İnsanların bir kısmı, “Niçin günde beş vakit namaz olmuş, bir vakit olsa idi daha iyi olmaz mıydı?” diye düşünürler. Bir vakit namaz yeterli olsaydı Allah (c.c.) nefsimize onu uygun görürdü. Allah (c.c.) dinde, nefse her zaman en kolay geleni teklif eder. Hiçbir zaman bizim sıkıntıya girmemizi istemez. Ama demek ki, nefis o kadar azgın ki, günde beş kez ona Allah’ı (c.c.) anımsatmayınca yoldan çıkabilecek bir özellikte yaratılmıştır. Çünkü nefsimizi yaratan onun ilacını bizden daha iyi bilir.

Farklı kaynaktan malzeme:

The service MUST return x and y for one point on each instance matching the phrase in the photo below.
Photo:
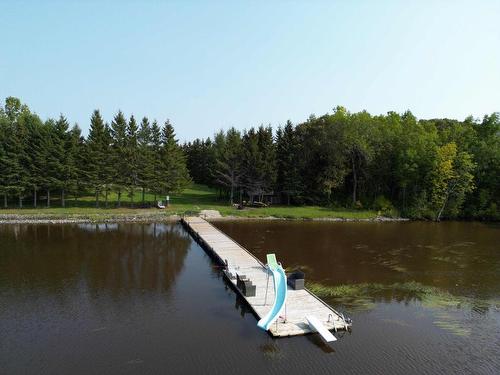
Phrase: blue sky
(212, 65)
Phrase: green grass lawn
(190, 201)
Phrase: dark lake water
(145, 298)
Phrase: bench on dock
(249, 277)
(245, 285)
(296, 280)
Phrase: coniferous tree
(175, 173)
(155, 183)
(145, 159)
(287, 161)
(132, 158)
(119, 153)
(228, 157)
(96, 148)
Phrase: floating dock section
(300, 303)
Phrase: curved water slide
(280, 292)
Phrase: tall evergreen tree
(175, 173)
(145, 159)
(119, 153)
(132, 158)
(97, 162)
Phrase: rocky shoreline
(159, 217)
(80, 219)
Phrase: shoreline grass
(191, 201)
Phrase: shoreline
(162, 217)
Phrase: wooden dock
(299, 302)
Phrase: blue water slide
(280, 289)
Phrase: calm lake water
(145, 298)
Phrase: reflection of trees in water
(118, 258)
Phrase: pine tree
(145, 156)
(155, 183)
(119, 153)
(76, 152)
(96, 146)
(287, 161)
(228, 158)
(175, 173)
(61, 156)
(132, 158)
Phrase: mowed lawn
(190, 201)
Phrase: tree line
(393, 163)
(51, 157)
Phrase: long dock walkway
(299, 302)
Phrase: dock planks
(299, 302)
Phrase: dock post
(267, 286)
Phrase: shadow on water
(118, 258)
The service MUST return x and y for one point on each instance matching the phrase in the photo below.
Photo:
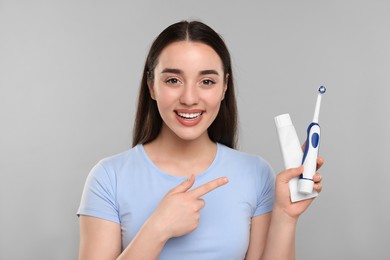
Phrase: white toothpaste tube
(292, 154)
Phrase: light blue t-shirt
(126, 188)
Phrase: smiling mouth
(189, 115)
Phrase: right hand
(179, 211)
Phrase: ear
(225, 86)
(151, 89)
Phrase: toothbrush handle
(309, 161)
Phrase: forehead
(187, 55)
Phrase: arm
(176, 215)
(101, 240)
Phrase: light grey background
(69, 75)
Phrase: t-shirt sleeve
(266, 189)
(99, 195)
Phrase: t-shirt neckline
(145, 156)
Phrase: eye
(208, 82)
(172, 81)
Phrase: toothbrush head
(322, 90)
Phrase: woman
(182, 191)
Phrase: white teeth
(189, 116)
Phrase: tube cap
(283, 120)
(305, 186)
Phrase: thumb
(288, 174)
(184, 186)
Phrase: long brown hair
(148, 121)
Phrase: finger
(317, 187)
(200, 204)
(184, 186)
(207, 187)
(317, 177)
(288, 174)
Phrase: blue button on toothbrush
(309, 161)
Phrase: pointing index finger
(209, 186)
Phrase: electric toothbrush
(309, 161)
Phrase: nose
(189, 95)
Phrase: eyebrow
(180, 72)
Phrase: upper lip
(189, 111)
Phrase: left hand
(282, 191)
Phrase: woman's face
(188, 86)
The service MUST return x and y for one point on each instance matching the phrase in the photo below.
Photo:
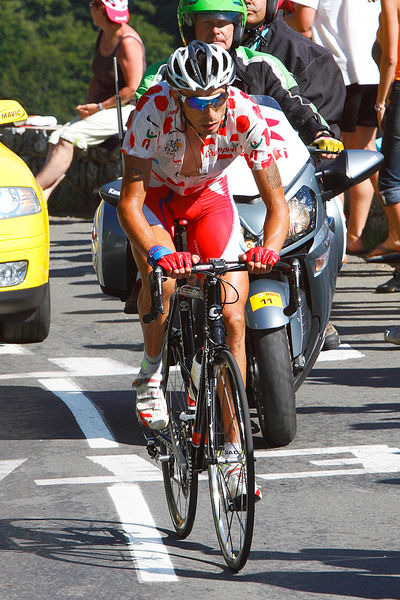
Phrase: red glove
(176, 260)
(262, 255)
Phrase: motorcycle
(286, 314)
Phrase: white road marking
(78, 366)
(86, 414)
(145, 542)
(13, 349)
(372, 459)
(344, 352)
(81, 366)
(8, 466)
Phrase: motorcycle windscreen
(290, 151)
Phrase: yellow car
(24, 245)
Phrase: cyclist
(183, 134)
(222, 22)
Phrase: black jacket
(319, 78)
(256, 76)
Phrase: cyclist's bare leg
(153, 334)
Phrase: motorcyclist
(256, 73)
(184, 133)
(314, 68)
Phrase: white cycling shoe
(151, 408)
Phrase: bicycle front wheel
(231, 469)
(180, 482)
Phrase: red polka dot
(142, 101)
(242, 123)
(156, 89)
(267, 136)
(257, 111)
(161, 103)
(167, 125)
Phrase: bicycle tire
(180, 484)
(233, 517)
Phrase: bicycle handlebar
(216, 266)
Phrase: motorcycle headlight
(302, 208)
(18, 202)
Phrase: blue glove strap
(155, 253)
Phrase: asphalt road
(83, 513)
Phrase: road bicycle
(195, 438)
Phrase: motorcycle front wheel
(273, 385)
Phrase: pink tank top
(397, 74)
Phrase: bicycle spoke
(180, 482)
(231, 478)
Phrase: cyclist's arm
(276, 226)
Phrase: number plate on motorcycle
(264, 299)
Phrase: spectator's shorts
(93, 130)
(359, 107)
(213, 229)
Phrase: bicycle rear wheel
(232, 503)
(180, 482)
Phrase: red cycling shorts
(213, 229)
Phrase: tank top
(397, 74)
(103, 70)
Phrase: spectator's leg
(360, 196)
(57, 163)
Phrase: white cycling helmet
(199, 66)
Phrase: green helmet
(231, 10)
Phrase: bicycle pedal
(186, 417)
(164, 458)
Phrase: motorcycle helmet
(199, 66)
(271, 9)
(231, 10)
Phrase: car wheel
(34, 329)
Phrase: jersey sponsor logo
(172, 146)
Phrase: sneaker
(392, 285)
(332, 339)
(392, 335)
(151, 408)
(234, 478)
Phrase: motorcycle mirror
(348, 169)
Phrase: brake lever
(155, 279)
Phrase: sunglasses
(201, 102)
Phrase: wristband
(155, 253)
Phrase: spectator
(348, 28)
(97, 120)
(388, 108)
(316, 73)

Lâ-ilâhe kılıcının etkisiyle, haramlardan kaçınmakla ve ibadetlere devam etmekle nefis dize geliyor ve illallah (ancak Allah (c.c.) vardır/hâkimdir) diyerek imanını tamamlıyor. Gerçi ruh Allah’tan (c.c.) geldiği için hiçbir zaman Allah’ı (c.c.) inkar etmez. Ama nefis bazen insanın manevi dünyasında o kadar hakim hale gelebiliyor ki ruha teneffüs etme imkanı bile tanımıyor, onu boğuyor. İşte  illallah diyen nefis, ruh ile bir bütünlüğe kavuşunca büyük bir huzura erer (nefs-i mutmainne).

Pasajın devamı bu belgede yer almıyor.